By Ray Hagar, Nevada Newsmakers
State Sen. Tick Segerblom, D-Las Vegas, said Wednesday it would take $1 billion in new taxes for Democrats at the Nevada Legislature to seriously consider one of the Republicans’ top priorities — the Education Savings Accounts.
“I have told people, just off the record, that I would take $1 billion but otherwise, I don’t think it is worth negotiating,” Segerblom said on Nevada Newsmakers.
A $1 billion tax deal would almost be a state record. Nevada’s largest tax plan — about $1.4 million — was passed by the 2015 Legislature
The Education Savings Accounts would give parents more than $5,000 per child of state tax money to help pay for the child to attend private or parochial school.
It passed the GOP controlled Legislature of 2015 and was signed into law by Gov. Brian Sandoval. Yet the Nevada Supreme Court declared the funding of the new law unconstitutional. Now, Republicans have fixed the bill and are pushing it atop their agenda. Sandoval, a Republican, has ESA funding in his proposed biennium budget.
“Public schools are the foundation of the Democratic Party and to fund people just to go to (Bishop) Gorman (High School), doesn’t make sense,” Segerblom said.
“But everybody has a price tag and if he (Gov. Sandoval) says, ‘Here’s $1 billion in new taxes, then I’d talk.”
Nevadans could pay more tax to cover the state’s many needs, Segerblom said.
“It ($1 billion in new taxes) could come from increased sales taxes or we could increase the tax we already passed for businesses,” he said. “You could have a higher tax on alcohol, higher tax on cigarettes, we’re going to have some marijuana taxes, (possibly) change the property tax formula.
“Our state is so under-taxed that everywhere you look, people could pay more taxes,” Segerblom said. “And everywhere you look, we need more revenues.”
The new tax money would go to public schools, Segerblom said, citing other concerns.
“It could go to museums, go to mental health, roads, state employees, health insurance … I mean our needs are just so unending that it would be hard to even decide. But primarily for schools,” he said.
Marlene Lockard, a lobbyist and a Democrat, said many at the Legislature don’t agree with Segerblom on citizens’ ability or willingness to pay more taxes.
At a committee meeting on property taxes, Lockard said, “To hear the opposition, they certainly don’t feel under taxed.”
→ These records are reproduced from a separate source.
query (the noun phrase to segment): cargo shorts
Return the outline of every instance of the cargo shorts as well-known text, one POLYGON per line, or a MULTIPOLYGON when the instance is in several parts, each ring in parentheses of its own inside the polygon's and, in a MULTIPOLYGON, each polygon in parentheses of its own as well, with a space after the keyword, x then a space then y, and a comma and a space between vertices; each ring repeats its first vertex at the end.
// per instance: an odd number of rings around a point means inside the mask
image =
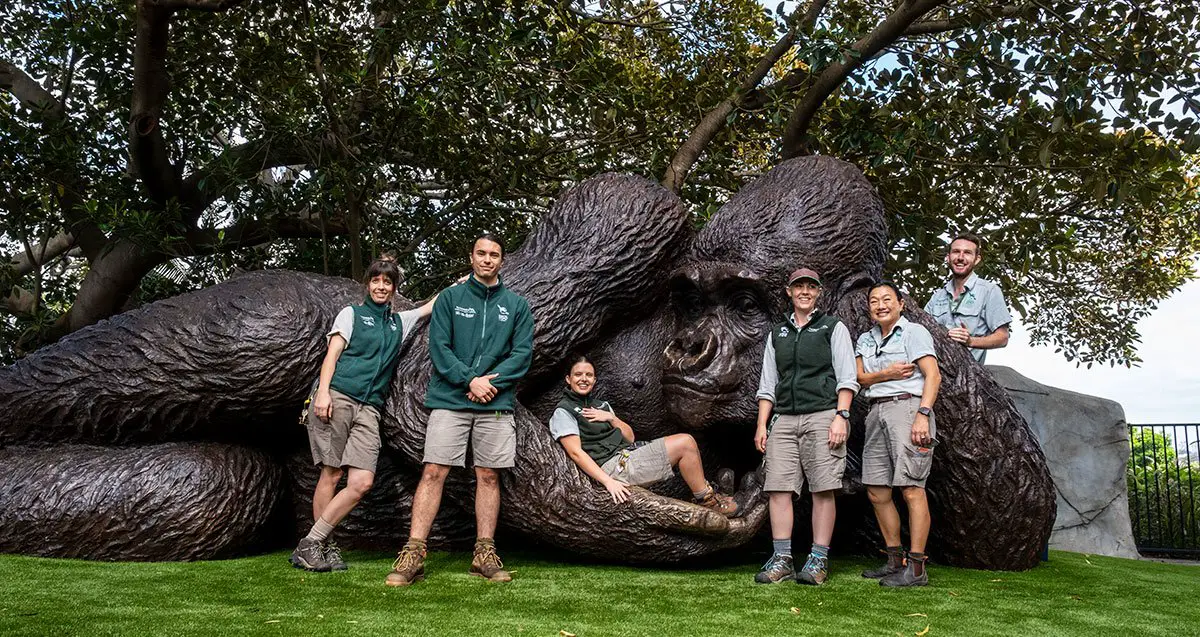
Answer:
MULTIPOLYGON (((933 468, 933 445, 912 443, 912 424, 920 396, 871 405, 863 444, 862 482, 879 487, 924 487, 933 468)), ((937 423, 929 415, 929 437, 937 439, 937 423)))
POLYGON ((655 438, 648 443, 622 449, 606 460, 600 470, 615 480, 635 486, 652 484, 675 475, 675 468, 667 457, 666 438, 655 438))
POLYGON ((434 409, 425 428, 426 464, 467 466, 467 442, 473 464, 509 469, 517 458, 517 424, 511 411, 434 409))
POLYGON ((813 493, 842 488, 846 445, 829 448, 829 425, 836 409, 811 414, 778 414, 767 434, 763 491, 813 493))
POLYGON ((313 464, 375 473, 375 462, 379 459, 379 410, 332 389, 329 396, 333 399, 329 422, 317 418, 313 404, 308 406, 305 428, 313 464))

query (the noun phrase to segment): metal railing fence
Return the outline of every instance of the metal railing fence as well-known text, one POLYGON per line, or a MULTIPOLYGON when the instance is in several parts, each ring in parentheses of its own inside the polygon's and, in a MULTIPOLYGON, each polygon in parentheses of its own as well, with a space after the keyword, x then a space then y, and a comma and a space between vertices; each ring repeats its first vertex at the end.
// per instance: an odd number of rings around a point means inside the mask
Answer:
POLYGON ((1200 557, 1200 423, 1130 425, 1129 519, 1138 551, 1200 557))

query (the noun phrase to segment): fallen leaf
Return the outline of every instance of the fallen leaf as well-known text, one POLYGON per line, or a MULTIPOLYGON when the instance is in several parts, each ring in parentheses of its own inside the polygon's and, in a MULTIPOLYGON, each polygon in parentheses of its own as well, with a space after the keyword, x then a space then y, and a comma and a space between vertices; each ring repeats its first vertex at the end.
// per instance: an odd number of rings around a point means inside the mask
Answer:
POLYGON ((800 609, 799 609, 799 608, 796 608, 795 606, 793 606, 793 607, 789 608, 788 610, 792 611, 792 612, 793 612, 793 613, 795 613, 796 615, 799 615, 799 614, 800 614, 800 609))
POLYGON ((1087 563, 1088 563, 1088 566, 1091 566, 1091 565, 1092 565, 1092 561, 1091 561, 1091 560, 1089 560, 1089 559, 1088 559, 1088 558, 1086 558, 1086 557, 1085 557, 1085 558, 1083 558, 1083 561, 1087 562, 1087 563))
POLYGON ((1075 600, 1075 601, 1077 601, 1077 602, 1082 602, 1082 601, 1083 601, 1083 598, 1082 598, 1082 597, 1080 597, 1080 596, 1078 596, 1078 595, 1071 595, 1071 599, 1073 599, 1073 600, 1075 600))
POLYGON ((905 615, 905 617, 929 617, 929 615, 926 615, 925 613, 909 613, 905 615))
POLYGON ((825 602, 817 602, 817 606, 824 606, 825 602))
POLYGON ((994 580, 988 580, 988 581, 989 581, 989 582, 1003 582, 1004 580, 1002 580, 1002 579, 994 579, 994 580))
POLYGON ((280 620, 278 620, 278 619, 268 619, 267 620, 268 624, 278 624, 279 622, 280 622, 280 620))
POLYGON ((317 615, 317 619, 325 619, 324 615, 317 615))
POLYGON ((921 632, 917 633, 917 637, 923 637, 924 635, 928 635, 928 634, 929 634, 929 627, 926 626, 925 630, 922 630, 921 632))
POLYGON ((954 591, 950 591, 950 597, 958 597, 958 593, 955 593, 954 591))
POLYGON ((575 633, 568 633, 565 630, 558 631, 559 637, 575 637, 575 633))
POLYGON ((347 619, 347 620, 346 620, 346 623, 347 623, 347 624, 357 624, 357 623, 358 623, 358 620, 357 620, 357 619, 347 619))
A representative of the Nevada teachers’ union, which opposes the ESAs, doubted the Legislature would pass a $1 billion tax plan.
“Public education would love to see $1 billion in new revenue. I don’t think that is going to happen. So we’ll have to keep fighting to keep the ESAs out of it (final state budget),” said Nick Di Archangel of the Nevada State Education Association.
Segerblom said Democrats would only need three Republican votes to raise taxes since the Democrats hold the majority in the state Senate and a near-super majority in the Assembly. Two-thirds of each house must approve any tax increase, per state law.
“We need two Republicans in the Senate and we need one Republican in the Assembly,” Segerblom said. “But the reality is, if there is a deal to be made, there are three people right there. So we just need to find those three people and figure out what they want.”